As laranjas e outras frutas na Botica e Hospital da Misericórdia de Penafiel.A laranja e a flor de laranjeira tiveram se...
01/09/2026

As laranjas e outras frutas na Botica e Hospital da Misericórdia de Penafiel.

A laranja e a flor de laranjeira tiveram sempre, ao longo dos séculos, um papel importantíssimo na medicina.
Nos finais do século XVIII e nos inícios do século XIX, o médico do partido da Câmara Municipal e da Santa Casa, António de Almeida, recomendava o sumo de laranja ou de moça, bem como, peras assadas e caldos de galinha com ervas, tais como azedas e borragens, para curar a febre tifoide.
Ainda o mesmo físico, para a cura da febre tifoide, referia a importância do "Cozimento" feito à base de chicória, escorcioneira, azedas, aleluia, entre outras, onde se infundiam tamarindos dissolvidos em cremor tártaro, adoçado com oximel simples ou xarope de casca de laranja, na quantidade de 4 onças.
António de Almeida sublinhou a importância, na 1.ª fase da febre tifoide, o uso de laranjas sobre diversas formas, para curar a dita doença.
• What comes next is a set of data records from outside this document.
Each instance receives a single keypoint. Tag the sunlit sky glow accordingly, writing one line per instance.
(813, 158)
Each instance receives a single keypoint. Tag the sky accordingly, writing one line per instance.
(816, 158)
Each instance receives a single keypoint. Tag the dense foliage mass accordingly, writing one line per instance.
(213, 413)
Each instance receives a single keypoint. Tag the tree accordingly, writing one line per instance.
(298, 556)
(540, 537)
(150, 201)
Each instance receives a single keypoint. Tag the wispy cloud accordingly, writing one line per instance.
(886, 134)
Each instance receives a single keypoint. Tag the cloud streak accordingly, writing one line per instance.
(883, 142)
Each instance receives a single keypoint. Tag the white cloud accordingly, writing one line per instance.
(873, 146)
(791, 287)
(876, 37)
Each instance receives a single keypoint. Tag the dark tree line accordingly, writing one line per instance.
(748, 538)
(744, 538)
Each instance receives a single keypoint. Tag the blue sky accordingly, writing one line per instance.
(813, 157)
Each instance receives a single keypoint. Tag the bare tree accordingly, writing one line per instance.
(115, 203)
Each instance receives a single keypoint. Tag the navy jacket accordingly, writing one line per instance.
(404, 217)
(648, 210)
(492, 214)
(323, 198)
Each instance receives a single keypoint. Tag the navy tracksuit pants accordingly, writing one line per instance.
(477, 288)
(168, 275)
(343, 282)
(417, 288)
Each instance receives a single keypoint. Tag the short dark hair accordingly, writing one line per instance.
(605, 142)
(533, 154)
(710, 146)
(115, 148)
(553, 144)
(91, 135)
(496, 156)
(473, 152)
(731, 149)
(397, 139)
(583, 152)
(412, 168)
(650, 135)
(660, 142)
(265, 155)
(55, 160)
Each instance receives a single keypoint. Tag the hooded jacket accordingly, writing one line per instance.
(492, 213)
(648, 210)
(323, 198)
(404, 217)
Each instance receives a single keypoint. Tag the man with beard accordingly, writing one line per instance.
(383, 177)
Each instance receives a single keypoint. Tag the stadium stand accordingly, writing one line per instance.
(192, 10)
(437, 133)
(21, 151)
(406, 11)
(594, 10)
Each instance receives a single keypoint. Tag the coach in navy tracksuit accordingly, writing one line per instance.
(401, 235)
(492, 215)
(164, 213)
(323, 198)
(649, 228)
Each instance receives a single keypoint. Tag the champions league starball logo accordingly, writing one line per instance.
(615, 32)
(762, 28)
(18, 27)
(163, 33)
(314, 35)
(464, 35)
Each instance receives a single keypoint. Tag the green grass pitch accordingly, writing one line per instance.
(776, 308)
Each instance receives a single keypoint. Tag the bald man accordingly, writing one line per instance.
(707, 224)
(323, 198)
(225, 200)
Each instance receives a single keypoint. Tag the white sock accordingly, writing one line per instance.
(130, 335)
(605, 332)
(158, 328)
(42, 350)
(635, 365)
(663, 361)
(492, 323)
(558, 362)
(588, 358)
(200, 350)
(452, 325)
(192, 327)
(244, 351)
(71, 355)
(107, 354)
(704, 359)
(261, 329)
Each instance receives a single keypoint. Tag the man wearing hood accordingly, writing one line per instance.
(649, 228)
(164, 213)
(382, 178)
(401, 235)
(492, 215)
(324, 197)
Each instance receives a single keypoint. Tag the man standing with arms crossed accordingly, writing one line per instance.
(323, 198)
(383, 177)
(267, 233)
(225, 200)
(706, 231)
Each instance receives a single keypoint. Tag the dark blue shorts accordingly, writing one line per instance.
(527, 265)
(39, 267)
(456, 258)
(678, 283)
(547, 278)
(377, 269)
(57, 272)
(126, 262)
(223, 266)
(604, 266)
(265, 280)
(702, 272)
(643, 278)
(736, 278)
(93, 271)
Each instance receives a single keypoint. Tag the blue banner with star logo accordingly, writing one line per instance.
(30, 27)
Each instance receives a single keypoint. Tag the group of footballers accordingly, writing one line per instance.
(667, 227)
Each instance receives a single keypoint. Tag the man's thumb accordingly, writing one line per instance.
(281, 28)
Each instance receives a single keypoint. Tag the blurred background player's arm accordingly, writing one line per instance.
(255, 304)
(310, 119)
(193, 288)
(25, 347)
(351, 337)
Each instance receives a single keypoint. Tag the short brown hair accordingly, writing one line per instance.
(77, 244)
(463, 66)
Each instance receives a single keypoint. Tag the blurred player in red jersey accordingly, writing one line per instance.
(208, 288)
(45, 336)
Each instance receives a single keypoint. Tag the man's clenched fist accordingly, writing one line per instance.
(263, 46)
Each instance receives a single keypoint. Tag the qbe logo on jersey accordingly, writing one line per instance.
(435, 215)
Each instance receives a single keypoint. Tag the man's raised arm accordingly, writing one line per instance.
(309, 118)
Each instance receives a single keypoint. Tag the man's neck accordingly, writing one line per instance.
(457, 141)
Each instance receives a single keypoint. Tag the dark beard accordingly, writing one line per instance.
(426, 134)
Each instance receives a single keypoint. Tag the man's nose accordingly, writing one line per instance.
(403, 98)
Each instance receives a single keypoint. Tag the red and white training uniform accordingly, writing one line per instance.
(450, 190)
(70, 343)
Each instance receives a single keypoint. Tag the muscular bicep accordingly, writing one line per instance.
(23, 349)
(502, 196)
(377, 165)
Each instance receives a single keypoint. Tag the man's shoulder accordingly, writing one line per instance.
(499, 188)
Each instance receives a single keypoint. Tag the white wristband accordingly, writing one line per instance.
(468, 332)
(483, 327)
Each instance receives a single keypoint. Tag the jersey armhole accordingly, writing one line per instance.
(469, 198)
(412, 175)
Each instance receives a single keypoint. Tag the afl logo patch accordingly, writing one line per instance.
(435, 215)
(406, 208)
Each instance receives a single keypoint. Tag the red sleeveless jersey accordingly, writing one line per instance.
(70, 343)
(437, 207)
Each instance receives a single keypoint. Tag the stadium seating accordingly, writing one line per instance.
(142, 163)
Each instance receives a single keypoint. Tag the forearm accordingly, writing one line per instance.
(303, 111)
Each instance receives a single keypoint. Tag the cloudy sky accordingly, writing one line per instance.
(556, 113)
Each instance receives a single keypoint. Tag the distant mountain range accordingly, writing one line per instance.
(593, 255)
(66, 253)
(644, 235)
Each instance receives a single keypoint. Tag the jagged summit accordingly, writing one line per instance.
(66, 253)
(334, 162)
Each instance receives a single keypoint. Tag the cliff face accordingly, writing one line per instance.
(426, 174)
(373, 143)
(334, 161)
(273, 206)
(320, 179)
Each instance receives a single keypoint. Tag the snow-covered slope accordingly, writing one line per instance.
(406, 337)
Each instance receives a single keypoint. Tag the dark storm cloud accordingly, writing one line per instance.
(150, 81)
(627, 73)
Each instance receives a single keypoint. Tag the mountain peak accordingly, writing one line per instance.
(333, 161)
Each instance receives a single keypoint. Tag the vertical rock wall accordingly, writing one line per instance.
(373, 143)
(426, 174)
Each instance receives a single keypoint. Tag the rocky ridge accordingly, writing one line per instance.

Na Botica da Santa Casa era, assim, usual encontrar-se para venda o xarope de casca de laranja e a própria botica adquiria em quantidade laranjas azedas para confecionar xaropes e infusões, para tratamento de diversas maleitas.
Não só as laranjas, mas outras frutas eram muito utilizadas para a confeção de variadas mezinhas, nomeadamente as tâmaras da Índia.
Contudo, o consumo excessivo de fruta por parte dos penafidelenses, nos finais da centúria de 700, inícios da centúria de 800, levou, também, a reparos por parte deste médico. Segundo ele, esse consumo excessivo levava a doenças como as diarreias e a coqueluche, sobretudo, porque, muitas vezes, eram consumidas ainda verdes.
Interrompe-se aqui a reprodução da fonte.